Here are nine things to know:
- Notable new language / overarching theme: “Generally, BIS supports the vote recommendations of boards and management at companies with sound corporate governance and that deliver strong financial returns over time.”
- Language and framing shifts: BIS has replaced “vote against” with “not support” when describing potential voting actions and, in most cases, has shifted from normative to more neutral, factual language when characterizing company actions (e.g., changing “where the board has failed to facilitate …” to “where the board has not facilitated …”). BIS has also updated language throughout its policy to emphasize its focus on “financial” value and performance (e.g., replacing “long-term shareholder value” with “long-term financial value” and noting there should be a clear link between exec pay and “operational and financial performance” rather than simply “company performance” which encompassed both financial and non-financial results in last year’s policy).
On a likely related note, BIS explicitly affirms compliance with the SEC’s February 2025 guidance on Schedule 13G eligibility, stating that it does not engage with portfolio companies “for the purpose, or with the effect, of changing or influencing control of any company.”
- Overboarding (updated item): “We will take the total number of board commitments across our global policies into account for director elections” has been replaced with “In evaluating a director’s total number of board commitments, we may consider the application of our regional voting guidelines, as appropriate, in cases where a director serves on non-U.S. public boards.” This language remains somewhat ambiguous (e.g., would BIS apply a non-US overboarding limit to a director at their US board(s) or only at their non-US boards?).
- Board composition (updated item): The term “diversity” no longer appears in BIS’s policy, nor does the S&P 500 board diversity data that was included in last year’s policy.

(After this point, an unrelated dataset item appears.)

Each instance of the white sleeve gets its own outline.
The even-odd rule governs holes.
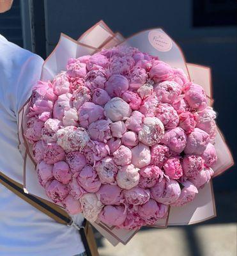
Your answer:
[[[10,115],[19,110],[40,79],[43,59],[0,37],[0,100]]]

References to “diversity” have been replaced with language like “various experiences, perspectives, and skillsets,” and references to “professional and personal characteristics” have been replaced with “qualifications.”

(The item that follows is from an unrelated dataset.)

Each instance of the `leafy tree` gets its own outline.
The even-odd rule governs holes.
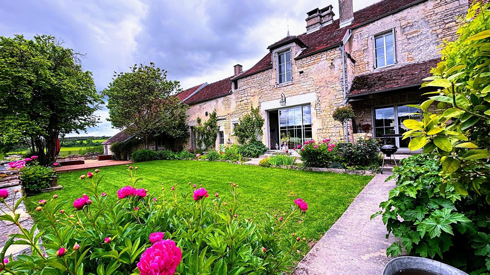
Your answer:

Still, BIS may not support members of a nominating and corporate governance board committee where an S&P 500 company board is “a sustained outlier compared to market practice in terms of its variety of experiences, perspectives, and skillsets,” and BIS notes the following in a corresponding footnote: “Aspects of a director’s background that may, depending on the company, contribute to the experiences, perspectives, and skillsets that inform effective board oversight include professional background, as well as demographic background, including gender, race/ethnicity, disability, U.S. veteran status, LGBTQ+ identity, and national, indigenous, religious, or cultural identity.”

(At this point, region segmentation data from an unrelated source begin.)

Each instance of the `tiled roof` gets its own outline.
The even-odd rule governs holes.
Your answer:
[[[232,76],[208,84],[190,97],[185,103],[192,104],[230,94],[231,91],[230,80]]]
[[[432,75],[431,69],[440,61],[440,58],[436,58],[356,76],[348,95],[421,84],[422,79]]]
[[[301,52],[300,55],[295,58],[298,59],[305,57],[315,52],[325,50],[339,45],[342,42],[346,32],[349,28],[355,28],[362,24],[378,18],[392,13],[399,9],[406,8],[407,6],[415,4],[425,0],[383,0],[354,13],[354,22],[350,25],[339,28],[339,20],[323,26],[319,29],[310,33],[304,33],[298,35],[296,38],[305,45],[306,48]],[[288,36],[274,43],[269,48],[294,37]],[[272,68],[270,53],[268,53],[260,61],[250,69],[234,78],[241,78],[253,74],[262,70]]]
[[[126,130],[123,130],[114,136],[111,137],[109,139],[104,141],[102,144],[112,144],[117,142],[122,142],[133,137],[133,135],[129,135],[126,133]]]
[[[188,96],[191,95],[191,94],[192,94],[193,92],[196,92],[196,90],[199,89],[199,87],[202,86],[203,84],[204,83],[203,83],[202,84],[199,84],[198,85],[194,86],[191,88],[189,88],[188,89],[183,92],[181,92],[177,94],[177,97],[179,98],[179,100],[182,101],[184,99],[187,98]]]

- Perks (new item): BIS added the following language to this year’s policy: “BIS also looks to understand the rationale for certain executive perquisites, such as security, and whether the appropriateness of any such executive perquisites is regularly evaluated by the compensation committee.” BIS’s prior policy did not explicitly discuss perks.
- Sustainability disclosures (updated item): BIS notes that standardized disclosure of sustainability-related data “supports investors in making informed decisions,” highlighting ISSB standards, IFRS S1 and S2, as one approach to standardization it finds useful, but further notes that it does not mandate any specific disclosure framework companies should use.
- Stakeholder impacts (new item): BIS may express concerns about board oversight of material risks related to key stakeholders (employees, business supply chains, clients and consumers, regulators, and the communities in which they operate) through director votes or shareholder proposal support where the board, in BIS’s assessment, is not acting in shareholders’ long-term financial interests.
- Human capital management (updated item): BIS no longer asks companies to disclose their approach to DEI and workforce demographics. Instead, to understand a company’s approach to managing risks and opportunities associated with human capital, BIS wants disclosures on matters such as “workforce size, composition, compensation, engagement, turnover, training and development, working conditions and health, safety and wellbeing, among other possible topics.”
- Shareholder proposals (updated item): BIS expanded its discussion of shareholder proposals, reaffirming its case-by-case analysis and providing further guidance on its approach, including that its analysis “considers whether a shareholder proposal addresses a material risk that may impact a company’s long-term financial performance,” that it does not support proposals it views as “inconsistent with long-term financial value or that seek to micromanage companies,” and that it considers the “legal effect” of the proposal (i.e., advisory vs. legally binding).